Small Pox Near Markerville
As Carl Morkeberg tells it, by the early 1900s John and Oliver Benedictson ran a thriving business just north and west of the Red Deer River. The furs of weasels, coyotes, muskrats, lynx, and the hides of cattle and horses were prime trade goods, especially with the
Cree and Chippewa bands of Indians that lived near the area.
In 1906, Gudmunder Gudmunderson and Gudmunder Sveinbjornson watched as a traveling band of 1,500
Natives set up tipis a few miles distant from their own secluded
homesteads. The sound of drums and tom toms kept the
Icelandic homesteaders awake all through the
night. The next day the two men decided to travel to the site to see what all
the fuss had been about. But when they arrived, all they could find were the poplar poles from what had once been Indian
tipis. Poplar poles – and corpses. Underneath some trimmings lay several bodies: victims, the settlers knew, of "Stora Bola," or smallpox.

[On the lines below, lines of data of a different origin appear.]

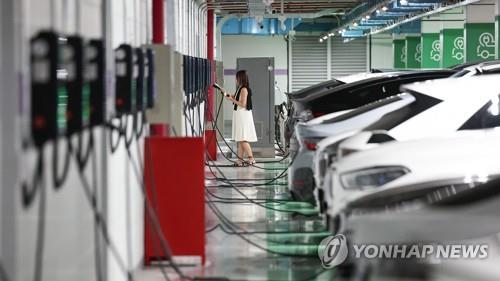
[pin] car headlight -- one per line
(372, 178)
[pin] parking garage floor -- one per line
(266, 239)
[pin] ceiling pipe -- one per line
(221, 23)
(436, 11)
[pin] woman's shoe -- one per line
(238, 163)
(251, 161)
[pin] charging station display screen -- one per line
(62, 91)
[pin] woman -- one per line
(243, 126)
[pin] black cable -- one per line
(255, 202)
(103, 226)
(60, 179)
(29, 191)
(114, 145)
(83, 159)
(142, 123)
(97, 241)
(223, 219)
(40, 232)
(129, 140)
(3, 273)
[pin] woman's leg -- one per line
(241, 150)
(248, 150)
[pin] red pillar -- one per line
(159, 21)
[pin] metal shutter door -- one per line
(347, 58)
(309, 64)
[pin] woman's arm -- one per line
(226, 93)
(243, 98)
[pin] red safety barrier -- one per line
(159, 130)
(211, 144)
(174, 177)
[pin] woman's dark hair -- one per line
(242, 78)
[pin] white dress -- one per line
(243, 126)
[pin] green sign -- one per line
(431, 50)
(399, 51)
(452, 47)
(413, 52)
(497, 32)
(479, 41)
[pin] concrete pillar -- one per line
(497, 28)
(413, 47)
(399, 51)
(479, 31)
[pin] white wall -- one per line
(381, 52)
(248, 46)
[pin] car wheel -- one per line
(334, 224)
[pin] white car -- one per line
(469, 216)
(398, 170)
(441, 106)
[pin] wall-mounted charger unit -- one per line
(150, 77)
(44, 48)
(140, 84)
(71, 66)
(94, 76)
(126, 72)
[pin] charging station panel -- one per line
(150, 77)
(72, 67)
(168, 75)
(126, 72)
(140, 84)
(45, 96)
(94, 76)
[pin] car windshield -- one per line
(363, 109)
(486, 117)
(463, 73)
(392, 119)
(330, 84)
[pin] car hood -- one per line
(471, 155)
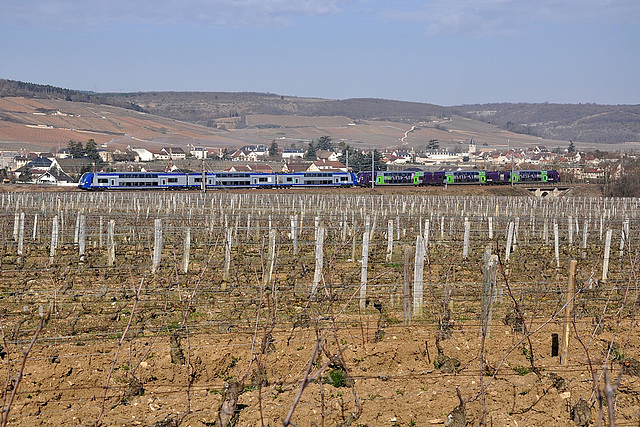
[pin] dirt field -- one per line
(127, 345)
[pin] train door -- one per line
(449, 178)
(544, 176)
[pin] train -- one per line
(180, 180)
(213, 180)
(422, 178)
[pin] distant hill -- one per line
(605, 124)
(592, 123)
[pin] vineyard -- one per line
(276, 308)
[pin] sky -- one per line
(444, 52)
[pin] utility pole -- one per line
(511, 175)
(373, 171)
(204, 186)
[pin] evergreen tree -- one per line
(310, 154)
(91, 151)
(324, 143)
(433, 145)
(273, 149)
(75, 149)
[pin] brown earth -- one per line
(190, 334)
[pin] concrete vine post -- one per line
(111, 243)
(489, 291)
(363, 271)
(157, 246)
(418, 275)
(317, 276)
(186, 250)
(607, 251)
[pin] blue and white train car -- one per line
(173, 180)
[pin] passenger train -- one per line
(178, 180)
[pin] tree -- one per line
(25, 176)
(310, 154)
(91, 151)
(75, 149)
(273, 149)
(362, 162)
(324, 143)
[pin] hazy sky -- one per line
(445, 52)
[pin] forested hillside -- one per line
(577, 122)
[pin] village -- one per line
(65, 166)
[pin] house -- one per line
(105, 155)
(296, 167)
(324, 165)
(329, 155)
(256, 167)
(215, 152)
(172, 153)
(74, 167)
(63, 153)
(143, 154)
(292, 153)
(199, 153)
(55, 177)
(244, 155)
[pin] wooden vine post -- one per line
(568, 309)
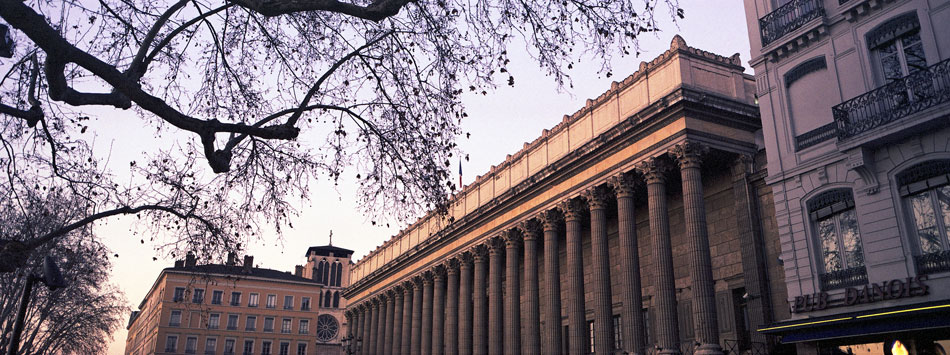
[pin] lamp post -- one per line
(53, 279)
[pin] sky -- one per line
(499, 123)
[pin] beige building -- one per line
(640, 224)
(855, 104)
(234, 309)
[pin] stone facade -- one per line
(855, 103)
(560, 242)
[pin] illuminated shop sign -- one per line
(875, 292)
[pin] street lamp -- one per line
(53, 279)
(6, 42)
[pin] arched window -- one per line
(925, 189)
(333, 274)
(339, 274)
(836, 229)
(318, 276)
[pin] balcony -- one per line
(855, 276)
(933, 263)
(788, 18)
(894, 101)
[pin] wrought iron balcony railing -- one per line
(933, 262)
(789, 17)
(816, 136)
(900, 98)
(855, 276)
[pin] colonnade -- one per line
(486, 299)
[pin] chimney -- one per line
(248, 263)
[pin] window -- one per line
(618, 332)
(232, 322)
(191, 345)
(590, 335)
(175, 319)
(925, 189)
(199, 296)
(214, 320)
(171, 344)
(897, 47)
(836, 229)
(210, 345)
(228, 346)
(285, 325)
(251, 323)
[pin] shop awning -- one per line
(919, 316)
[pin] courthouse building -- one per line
(855, 104)
(640, 223)
(234, 309)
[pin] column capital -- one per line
(598, 197)
(512, 238)
(438, 273)
(480, 253)
(530, 229)
(496, 245)
(625, 184)
(452, 266)
(689, 154)
(653, 170)
(573, 208)
(551, 219)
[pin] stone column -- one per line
(451, 307)
(426, 348)
(390, 321)
(631, 317)
(512, 316)
(531, 231)
(597, 198)
(407, 316)
(367, 325)
(374, 329)
(383, 325)
(754, 268)
(551, 221)
(667, 331)
(465, 304)
(438, 310)
(689, 154)
(416, 335)
(480, 302)
(397, 321)
(576, 321)
(496, 329)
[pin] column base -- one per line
(708, 349)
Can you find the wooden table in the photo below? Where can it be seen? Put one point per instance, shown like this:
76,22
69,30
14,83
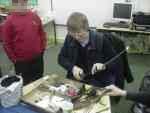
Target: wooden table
31,94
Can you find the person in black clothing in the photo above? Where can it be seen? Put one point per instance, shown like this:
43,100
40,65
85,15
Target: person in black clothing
142,97
85,52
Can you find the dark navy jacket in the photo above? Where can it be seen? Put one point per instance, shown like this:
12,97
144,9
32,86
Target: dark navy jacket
99,50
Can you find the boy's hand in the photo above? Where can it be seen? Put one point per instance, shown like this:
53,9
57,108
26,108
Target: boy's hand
77,72
98,67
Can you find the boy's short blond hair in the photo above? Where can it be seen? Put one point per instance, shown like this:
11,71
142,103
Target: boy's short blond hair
77,22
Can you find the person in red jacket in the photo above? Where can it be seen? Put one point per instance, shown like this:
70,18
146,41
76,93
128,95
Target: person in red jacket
25,41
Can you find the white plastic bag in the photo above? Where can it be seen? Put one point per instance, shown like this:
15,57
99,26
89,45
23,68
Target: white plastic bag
10,90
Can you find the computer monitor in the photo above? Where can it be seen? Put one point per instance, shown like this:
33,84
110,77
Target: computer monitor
122,11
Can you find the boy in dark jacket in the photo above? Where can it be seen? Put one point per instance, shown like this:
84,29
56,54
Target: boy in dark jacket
85,52
25,41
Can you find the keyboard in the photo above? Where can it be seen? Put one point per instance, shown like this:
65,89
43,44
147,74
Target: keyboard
116,24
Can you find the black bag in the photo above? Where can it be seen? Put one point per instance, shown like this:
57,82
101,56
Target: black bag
145,87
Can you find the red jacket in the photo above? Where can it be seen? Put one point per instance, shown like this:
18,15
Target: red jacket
24,37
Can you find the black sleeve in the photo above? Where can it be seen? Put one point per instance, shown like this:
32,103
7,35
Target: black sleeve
109,53
142,97
63,57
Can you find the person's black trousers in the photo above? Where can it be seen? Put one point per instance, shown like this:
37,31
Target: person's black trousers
30,70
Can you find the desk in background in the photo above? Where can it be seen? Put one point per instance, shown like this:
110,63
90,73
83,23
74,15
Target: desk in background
137,41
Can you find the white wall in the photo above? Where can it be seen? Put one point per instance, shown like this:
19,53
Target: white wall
97,11
44,5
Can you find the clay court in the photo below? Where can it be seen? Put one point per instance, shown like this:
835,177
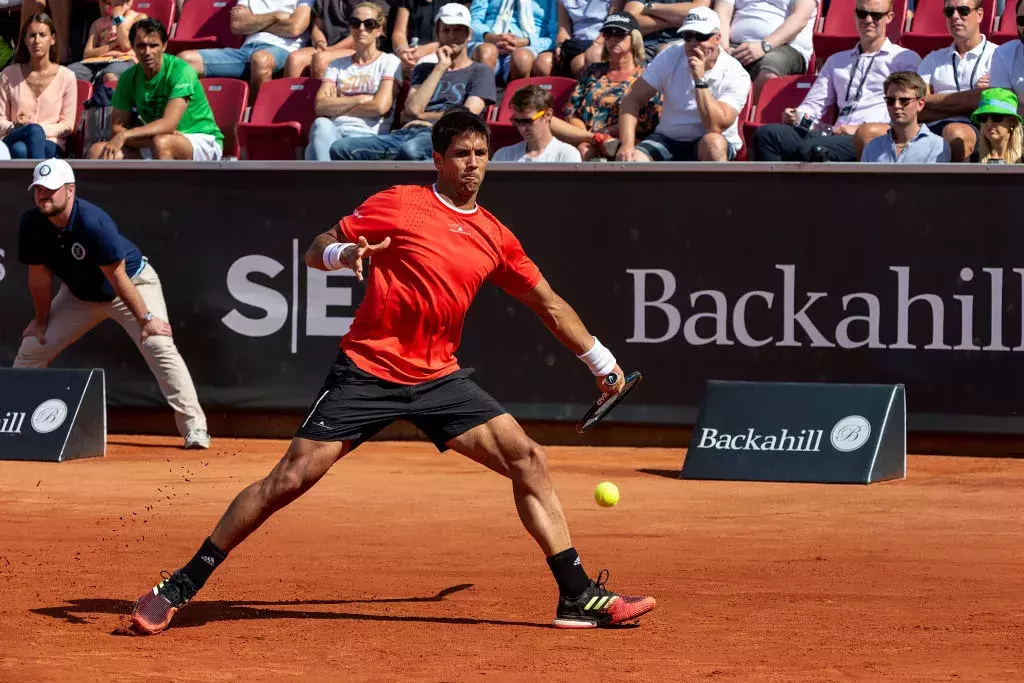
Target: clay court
407,564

The settlers deduced that the Indians, confounded by the European disease, had been holding medicine dances in appeal to the Great Manitou. The band had kept
traveling, repeating the ceremony as they went, until they arrived at a place about 40 miles north and west of Rocky Mountain House. By that time, the severe winter of 1906-07 had hit, and temperatures were dipping to sixty degrees below zero. With smallpox, the cold weather, and lack of wild game, only 300 members of the band survived.